Barrow (Ditch barrow), Mooresfort, Co. Tipperary
Co. Tipperary |
Barrows
At the edge of an old flood plain in County Tipperary, a barely perceptible ring in the improved pasture marks the presence of a prehistoric burial monument.
It would be almost entirely invisible to someone walking past, the kind of thing that disappears under cattle and seasons. What makes it legible at all is the view from above: an aerial photograph revealed it as a ring-ditch, the faint circular shadow of a ditch barrow whose earthworks have been largely levelled by centuries of agriculture.

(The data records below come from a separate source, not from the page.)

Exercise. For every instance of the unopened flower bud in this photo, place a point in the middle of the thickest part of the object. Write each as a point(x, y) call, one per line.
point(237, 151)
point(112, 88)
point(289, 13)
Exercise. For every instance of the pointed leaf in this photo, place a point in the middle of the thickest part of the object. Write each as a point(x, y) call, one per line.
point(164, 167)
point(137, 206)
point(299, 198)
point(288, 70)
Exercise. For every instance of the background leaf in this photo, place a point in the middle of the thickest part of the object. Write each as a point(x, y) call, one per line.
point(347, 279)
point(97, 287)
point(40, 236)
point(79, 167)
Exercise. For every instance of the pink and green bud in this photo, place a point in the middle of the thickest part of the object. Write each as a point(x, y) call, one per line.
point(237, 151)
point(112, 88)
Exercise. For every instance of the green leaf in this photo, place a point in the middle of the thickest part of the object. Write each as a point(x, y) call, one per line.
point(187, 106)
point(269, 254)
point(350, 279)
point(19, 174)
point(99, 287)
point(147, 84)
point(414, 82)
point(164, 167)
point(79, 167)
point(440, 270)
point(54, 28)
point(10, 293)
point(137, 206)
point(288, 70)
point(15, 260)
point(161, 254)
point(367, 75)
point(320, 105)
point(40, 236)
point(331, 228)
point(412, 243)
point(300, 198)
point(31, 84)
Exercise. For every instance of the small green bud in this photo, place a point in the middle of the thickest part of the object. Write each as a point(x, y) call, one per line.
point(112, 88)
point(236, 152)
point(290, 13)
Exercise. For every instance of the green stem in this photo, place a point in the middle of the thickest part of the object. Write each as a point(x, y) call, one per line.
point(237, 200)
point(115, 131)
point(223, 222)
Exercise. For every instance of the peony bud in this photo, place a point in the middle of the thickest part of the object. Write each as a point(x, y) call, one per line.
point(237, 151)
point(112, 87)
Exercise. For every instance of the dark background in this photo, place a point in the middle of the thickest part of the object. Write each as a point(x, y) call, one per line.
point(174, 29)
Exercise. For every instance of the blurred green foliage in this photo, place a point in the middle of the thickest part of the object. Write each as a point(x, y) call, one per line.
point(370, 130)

A ditch barrow, sometimes called a ring-ditch barrow, is a funerary monument typically consisting of a low central mound, now often ploughed or grazed flat, surrounded by a circular fosse, or ditch, cut into the ground. This example at Mooresfort measures roughly 4.5 metres north to south and 5.5 metres east to west, defined by a shallow fosse approximately two metres wide and just ten centimetres deep. A short linear depression lies about four metres to the north, its long axis running roughly east-northeast to west-southwest. Such monuments are generally associated with Bronze Age burial practices in Ireland, though without excavation it is difficult to say more about who was interred here or when. What the dimensions do suggest is a relatively modest example of the type, sitting quietly above the waterlogged ground of the former flood plain, just far enough above the seasonal wet to have been a deliberate choice of location.